Jean-Roger Sourgen : peintre d'Hossegor et des Landes

Ami des poètes Francis Jammes, Gabriel Dufau et Loys Labèque, célébré par la critique et les écrivains
d'Aquitaine, Jean-Roger Sourgen s'impose dans l'entre-deux-guerres comme le peintre d'Hossegor et
des Landes. Naturaliste et visionnaire, mystique et païen, Landais et Basque, cet autodidacte
inclassable, au parcours atypique, fixé dès 1925 dans une villa de la cité-jardin construite par Henri
Godbarge, est un être double : Sourgen, peintre et oiseleur, en qui la presse salue un nouveau
primitif, compose avec la modernité Art déco. Il rassemble dans un triptyque nostalgique - étang,
dune et forêt - les principaux motifs du paysage indigène. Désormais, l'âme landaise, toute de
grandeur triste et mystique, est pénétrée.
Enchâssé dans les pins, serti, tel une opale, le lac d'Hossegor, inlassablement répété, dans un
permanent désir de fusion, est conçu comme une scène de théâtre avec praticables, que l'artiste
modèle au gré de sa fantaisie. Présence silencieuse, insaisissable mirage, le lac tient à distance le
spectateur ; son essence est d'être interdit, transparent mais impénétrable.

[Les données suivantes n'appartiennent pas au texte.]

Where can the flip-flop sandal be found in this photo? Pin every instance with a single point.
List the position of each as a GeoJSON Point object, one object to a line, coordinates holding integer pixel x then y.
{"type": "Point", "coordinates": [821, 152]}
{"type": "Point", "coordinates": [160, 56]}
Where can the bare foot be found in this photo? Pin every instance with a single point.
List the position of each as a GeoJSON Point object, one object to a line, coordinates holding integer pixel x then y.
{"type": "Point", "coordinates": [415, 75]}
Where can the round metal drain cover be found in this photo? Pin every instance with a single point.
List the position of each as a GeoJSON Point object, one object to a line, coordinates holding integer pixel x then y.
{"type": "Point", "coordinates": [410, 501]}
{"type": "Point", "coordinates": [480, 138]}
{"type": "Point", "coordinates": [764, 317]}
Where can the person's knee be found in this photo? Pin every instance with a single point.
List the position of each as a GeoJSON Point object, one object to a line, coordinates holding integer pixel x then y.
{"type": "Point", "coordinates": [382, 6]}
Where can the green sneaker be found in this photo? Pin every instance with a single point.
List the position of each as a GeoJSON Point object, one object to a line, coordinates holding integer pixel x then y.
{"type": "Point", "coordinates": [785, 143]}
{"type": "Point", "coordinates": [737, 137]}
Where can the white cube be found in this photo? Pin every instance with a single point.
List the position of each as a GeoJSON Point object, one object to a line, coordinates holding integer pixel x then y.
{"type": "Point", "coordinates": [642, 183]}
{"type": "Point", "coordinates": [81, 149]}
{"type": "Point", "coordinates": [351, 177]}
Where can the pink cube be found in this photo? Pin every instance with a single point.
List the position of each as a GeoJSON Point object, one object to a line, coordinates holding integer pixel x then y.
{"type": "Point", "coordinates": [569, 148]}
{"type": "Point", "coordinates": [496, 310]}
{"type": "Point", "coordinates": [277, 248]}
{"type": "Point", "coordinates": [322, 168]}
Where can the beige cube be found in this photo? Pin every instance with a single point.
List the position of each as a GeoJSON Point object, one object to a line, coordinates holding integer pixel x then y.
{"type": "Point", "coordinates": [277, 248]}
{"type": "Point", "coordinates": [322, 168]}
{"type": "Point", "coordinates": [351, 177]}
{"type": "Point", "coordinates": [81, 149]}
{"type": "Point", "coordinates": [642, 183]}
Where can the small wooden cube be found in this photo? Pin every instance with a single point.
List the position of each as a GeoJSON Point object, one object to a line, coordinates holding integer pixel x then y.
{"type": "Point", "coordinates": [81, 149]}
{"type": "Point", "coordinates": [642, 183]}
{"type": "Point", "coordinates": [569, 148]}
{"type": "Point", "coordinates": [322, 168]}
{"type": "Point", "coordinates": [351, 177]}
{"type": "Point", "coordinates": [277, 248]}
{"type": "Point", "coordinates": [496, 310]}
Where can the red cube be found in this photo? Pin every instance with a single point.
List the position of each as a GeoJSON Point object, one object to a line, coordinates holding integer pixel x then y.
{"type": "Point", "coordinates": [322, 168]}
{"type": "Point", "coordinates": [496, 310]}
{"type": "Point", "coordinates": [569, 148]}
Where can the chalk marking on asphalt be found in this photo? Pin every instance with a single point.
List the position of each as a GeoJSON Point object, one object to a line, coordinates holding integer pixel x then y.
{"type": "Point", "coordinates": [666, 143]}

Lieu protecteur, vaste et clos, la forêt de pins est l'autre asile du peintre. Ses troncs gemmés, image
du sacrifice, révèlent le bon chemin, la voie du salut. Théâtre d'ombres où se réalise la conjonction
de la lumière et des ténèbres, c'est une halte essentielle dans le cheminement individuel de l'artiste.
Les dunes, parfois scène de pulsions obscures, incarnent la nature vierge dont le peintre s'étonne
sans cesse. Nulle vie ne trouble la paix de ces déserts où le vide devient signe de plénitude. Dans
ce paysage de l'absolu, d'où l'homme est exclu ou dont la présence est perçue comme étrangère,
l'artiste imagine le regard de Dieu juste après la création.
Parce qu'il laisse une oeuvre unique aux aspects multiples, Sourgen, poète de l'ambivalence, apporte
une contribution décisive à la culture landaise.